CoT Usage: Are you inducing step-by-step thinking for tasks that require reasoning?
Output Format: Are you using JSON Mode or Function Calling for tasks needing structured output?
Cost Management: Have you estimated API costs and set budgets when using Self-Consistency or ToT?
Evaluation Pipeline: Do you have an automated evaluation system to measure the effect of prompt changes?
Guardrails: Are prompt injection defense and output validation logic implemented?
Version Control: Are prompts managed with Git with tracked change history?
Monitoring: Are you monitoring accuracy, latency, and cost in real-time?
Fallback Strategy: Do you have fallback strategies (simpler prompts, default values, etc.) for prompt failures?

Conclusion

Prompt engineering is not just about "asking good questions" -- it is an engineering discipline for systematically eliciting reasoning capabilities from LLMs. Inducing step-by-step reasoning with Chain-of-Thought, integrating external tools with ReAct, boosting reliability with Self-Consistency, and exploring complex problems with Tree of Thoughts -- understanding the principles of these techniques and applying them where they fit is the key.

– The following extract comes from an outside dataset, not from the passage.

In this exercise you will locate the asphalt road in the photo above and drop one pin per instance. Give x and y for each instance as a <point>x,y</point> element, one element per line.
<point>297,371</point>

While reasoning-native models like o1 and o3 are internalizing some of these techniques, the fundamental principles of prompt design and production management strategies remain essential. Managing prompts like code, ensuring quality with evaluation pipelines, and building a culture of continuous improvement are the keys to successful production LLM systems.